September 8, 2022

 

Pork prices in the Philippines continue to rise

 

 

MUFG Global Markets Research said pork prices in the Philippines continue to rise due to the ongoing African Swine Fever (ASF) outbreak, cost of livestock feed going up, and increased fuel prices, BusinessWorld reported.

 

In a report, MUFG Global Markets Research analyst Sophia Ng said that rising pork prices would keep inflation high in the nation.

 

In addition to higher energy inflation, she said food inflation has been the main driver of overall inflation in the Philippines since early 2020, and food inflation itself has been primarily pressured by higher prices of meat and fish.

 

Adding 1.4 percentage points (ppts) on average in the first seven months of 2022, according to Ng, food inflation is still the main driver of overall inflation, followed by transport prices at 1.2 ppts.

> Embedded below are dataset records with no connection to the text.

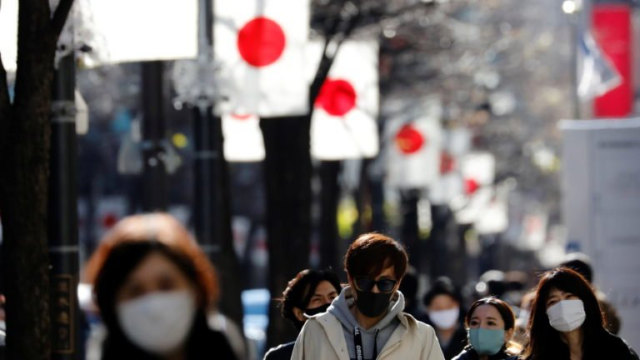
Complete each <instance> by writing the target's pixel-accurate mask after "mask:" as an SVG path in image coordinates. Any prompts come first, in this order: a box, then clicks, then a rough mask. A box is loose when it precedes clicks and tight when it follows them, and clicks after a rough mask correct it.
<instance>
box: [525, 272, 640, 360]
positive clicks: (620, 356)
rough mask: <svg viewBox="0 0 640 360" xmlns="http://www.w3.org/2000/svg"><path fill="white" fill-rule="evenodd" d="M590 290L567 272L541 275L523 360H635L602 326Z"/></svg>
mask: <svg viewBox="0 0 640 360" xmlns="http://www.w3.org/2000/svg"><path fill="white" fill-rule="evenodd" d="M604 324H605V323H604V319H603V316H602V311H601V309H600V306H599V305H598V300H597V298H596V295H595V294H594V292H593V289H592V287H591V286H590V285H589V283H588V282H587V281H586V280H585V279H584V278H583V277H582V275H580V274H578V273H577V272H575V271H573V270H571V269H569V268H558V269H554V270H550V271H548V272H546V273H544V274H543V275H542V278H541V279H540V282H539V283H538V287H537V289H536V296H535V298H534V300H533V305H532V307H531V319H530V320H529V333H530V336H529V343H528V344H527V347H526V348H525V351H524V354H523V356H522V357H521V358H522V359H525V360H556V359H557V360H590V359H594V360H595V359H598V360H602V359H616V360H637V359H638V356H637V355H636V354H635V352H634V351H633V350H632V349H631V348H630V347H629V346H628V345H627V344H626V343H625V342H624V341H623V340H622V339H621V338H619V337H617V336H615V335H613V334H611V333H609V332H608V331H607V330H606V329H605V326H604Z"/></svg>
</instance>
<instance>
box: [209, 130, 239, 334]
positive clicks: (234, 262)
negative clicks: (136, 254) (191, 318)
mask: <svg viewBox="0 0 640 360" xmlns="http://www.w3.org/2000/svg"><path fill="white" fill-rule="evenodd" d="M214 126H215V127H216V128H215V134H216V136H218V141H216V142H215V145H216V147H217V148H216V152H217V153H218V154H220V158H219V161H217V162H216V165H217V169H216V174H219V179H218V181H219V184H220V187H219V189H218V195H217V196H216V200H217V202H218V204H217V205H216V207H217V211H216V214H217V217H218V219H219V221H218V224H220V226H219V228H218V229H217V230H216V231H219V233H218V236H217V238H218V239H220V252H219V253H218V254H219V256H217V257H216V259H215V266H216V267H217V268H218V269H219V271H218V277H219V279H220V289H221V298H220V304H219V307H220V310H221V312H222V313H224V314H225V315H226V316H228V317H229V318H231V319H232V320H233V321H235V323H236V325H238V326H240V327H242V318H243V309H242V298H241V294H242V285H243V284H242V282H241V281H238V279H239V278H240V277H241V276H240V274H241V269H240V262H239V261H238V256H237V254H236V252H235V248H234V247H233V230H232V228H231V195H230V194H231V191H230V187H229V170H228V168H229V166H228V164H227V160H226V159H225V158H224V137H223V133H222V119H220V118H215V119H214Z"/></svg>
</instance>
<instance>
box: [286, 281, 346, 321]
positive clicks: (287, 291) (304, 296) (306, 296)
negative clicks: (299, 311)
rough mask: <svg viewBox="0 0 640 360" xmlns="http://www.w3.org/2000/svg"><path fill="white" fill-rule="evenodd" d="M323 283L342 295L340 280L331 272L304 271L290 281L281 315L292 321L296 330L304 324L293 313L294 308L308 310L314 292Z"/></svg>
mask: <svg viewBox="0 0 640 360" xmlns="http://www.w3.org/2000/svg"><path fill="white" fill-rule="evenodd" d="M322 281H328V282H329V283H331V285H333V287H334V288H335V289H336V292H337V293H340V290H341V289H342V286H340V279H339V278H338V275H336V274H335V273H334V272H333V271H330V270H320V271H318V270H302V271H300V272H299V273H298V274H297V275H296V277H294V278H293V279H291V281H289V284H288V285H287V288H286V289H285V290H284V292H283V293H282V298H281V299H279V300H280V313H281V314H282V317H283V318H285V319H287V320H289V321H291V323H293V325H294V326H296V328H298V329H301V328H302V326H301V325H302V324H301V323H300V321H299V320H298V318H296V316H295V314H294V313H293V308H298V309H300V310H306V309H307V305H308V304H309V301H310V300H311V297H313V292H314V290H315V289H316V287H317V286H318V284H320V283H321V282H322Z"/></svg>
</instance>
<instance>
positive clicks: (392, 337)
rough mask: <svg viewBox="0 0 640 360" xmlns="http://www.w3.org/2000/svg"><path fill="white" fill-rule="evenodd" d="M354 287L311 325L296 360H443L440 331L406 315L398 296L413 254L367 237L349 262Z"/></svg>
mask: <svg viewBox="0 0 640 360" xmlns="http://www.w3.org/2000/svg"><path fill="white" fill-rule="evenodd" d="M344 265H345V270H346V271H347V279H348V281H349V286H348V287H346V288H345V289H344V290H343V291H342V293H341V294H340V296H338V297H337V298H336V299H335V300H334V301H333V303H332V304H331V306H329V310H328V311H327V312H326V313H324V314H321V315H317V316H314V317H312V318H311V319H309V320H307V322H306V323H305V325H304V327H303V328H302V331H301V332H300V335H299V336H298V339H297V340H296V344H295V347H294V349H293V355H292V357H291V359H292V360H316V359H322V360H332V359H364V360H371V359H379V360H385V359H389V360H391V359H393V360H399V359H412V360H414V359H421V360H442V359H444V357H443V355H442V351H441V350H440V347H439V346H438V340H437V338H436V335H435V331H434V330H433V328H431V326H429V325H427V324H424V323H421V322H419V321H416V320H415V319H414V318H413V316H411V315H409V314H407V313H404V312H403V311H402V310H403V309H404V296H403V295H402V293H401V292H399V291H398V288H399V286H400V282H401V281H402V278H403V277H404V274H405V272H406V269H407V253H406V252H405V250H404V249H403V248H402V246H401V245H400V244H399V243H397V242H396V241H395V240H393V239H391V238H389V237H387V236H384V235H381V234H375V233H369V234H364V235H361V236H360V237H359V238H358V239H357V240H356V241H355V242H353V244H351V246H350V247H349V250H348V251H347V254H346V255H345V259H344Z"/></svg>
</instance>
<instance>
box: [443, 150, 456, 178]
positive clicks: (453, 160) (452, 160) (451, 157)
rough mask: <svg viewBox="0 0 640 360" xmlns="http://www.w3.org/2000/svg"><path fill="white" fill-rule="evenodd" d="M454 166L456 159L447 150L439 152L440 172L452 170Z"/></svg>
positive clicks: (443, 171)
mask: <svg viewBox="0 0 640 360" xmlns="http://www.w3.org/2000/svg"><path fill="white" fill-rule="evenodd" d="M455 166H456V161H455V159H454V158H453V157H452V156H451V155H450V154H449V153H448V152H446V151H443V152H442V153H440V174H442V175H445V174H448V173H450V172H452V171H453V169H454V168H455Z"/></svg>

Fish and meat prices contributed 0.4 ppts each to overall inflation so far this year.

 

Given that pork is one of the most popular meats consumed per person in the Philippines, she said that a significant portion of pork prices would fall under the meat category.

 

Aside from ASF, rising animal feed costs—caused by the Russia-Ukraine war, which disrupted the world feed wheat supply—have also had an impact on pork prices. Due to the increase in fertiliser prices, the cost of corn, which is used as a substitute, has also increased.

 

Ng said farmers also pay more for transportation due to the increase in pump prices.

 

In June, the price of swine raised in backyard farms for slaughter reached a record PHP 186.54 (~US$3.26; PHP 10 = US$0.18) per kg, and it is anticipated to rise even further.

 

She said farmgate prices of hogs for slaughter in backyard farms will remain high, possibly between 14-18% year over year in the second half of 2022, up from 12.2% year over year in the first half of 2022 and a 39.1% year-on-year increase for the entire year of 2021 due to the ongoing supply deficit of pork caused by the prevalence of the ASF, with recovery still a long way off.

 

The local swine population has decreased by 4.5%, from 9.9 million at the beginning of 2021 to 9.4 million as of January 1, as a result of the ASF outbreak.

 

Ng said the supply of pork is anticipated to remain low this year. She cited the National Economic and Development Authority's (NEDA) prediction of a 65,800 metric tonne deficit in the supply of pork, adding that prices were largely unaffected by the government's decision to lower tariffs in order to increase imports of frozen pork.

 

She said given the current trend, total pork imports this year are probably going to surpass those seen in 2016. However, this won't significantly lower pork prices because traders will continue to raise prices by taking advantage of the low domestic supply. Additionally, the ongoing ASF hinders farmers' efforts to increase pork production.